Mundial 2018 poderá ter 'reforço' de última hora: o vídeo-árbitro

Decisão sobre a utilização desta tecnologia será conhecida em março de 2018.
Vídeo-árbitro
Foto: TOSHIFUMI KITAMURA / AFP

Vídeo-árbitro no Mundial será submetido a votação em março de 2018

Por Eduardo Santiago e Inês Antunes sapodesporto@sapo.pt

Muito se fala na adoção do vídeo-árbitro para o futebol e a verdade é que a implementação desta tecnologia a já esteve mais longe de acontecer. Assim garante David Elleray, antigo árbitro internacional e diretor técnico do International Football Association Board, órgão que regulamenta as leis do futebol. O inglês explicou que a FIFA quer testar o vídeo-árbitro já no próximo Campeonato do Mundo, a realizar-se em 2018, na Rússia.

"Vai ser utilizado na Taça das Confederações. O presidente Infantino quer usar no Mundial de 2018 se a experiência for positiva. A decisão será tomada em março de 2018", disse David Elleray no Football Talks, referindo-se à data em que decorrerá o Congresso da FIFA, no qual a utilização do vídeo-árbitro será submetida a votação.

O mecanismo será utilizado apenas em situações de golo, grandes penalidades e cartões vermelhos diretos. Além da equipa de arbitragem, haverá uma outra equipa composta por um operador de repetições e um antigo ou atual árbitro responsável por avaliar os lances e dar o seu 'feedback' ao árbitro principal.

"O objetivo passa por eliminar os erros dos árbitros e ajudar o futebol", afirmou o dirigente, destacando que "vai acabar com as simulações e com as condutas violentas dos jogadores".

Existe, no entanto. uma situação em que esta tecnologia não poderá ser aplicado: "Se um golo resulta de um canto mal assinalado, o vídeo-árbitro nada pode fazer e temos de aceitar, pois as leis dizem que a partir do momento em que o árbitro dá ordem para o recomeço do jogo já não pode voltar atrás."

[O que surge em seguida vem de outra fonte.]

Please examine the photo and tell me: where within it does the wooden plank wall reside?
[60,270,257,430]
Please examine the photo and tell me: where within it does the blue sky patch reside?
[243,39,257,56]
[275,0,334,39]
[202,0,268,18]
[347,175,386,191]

David Elleray assegura ainda que a introdução do vídeo-árbitro não prolongará a duração da partida nem quebrará o ritmo da mesma. "Não queremos ter 10 intervenções por jogo. Nos testes que estamos a fazer nos Estados Unidos, apenas utilizámos o sistema três vezes em 10 jogos. Em 40 segundos é possível resolver um caso de arbitragem", garantiu. "Não queremos uma sitaução em que os árbitros digam 'Não sei se é penálti ou não, quero ver repetição'", finalizou.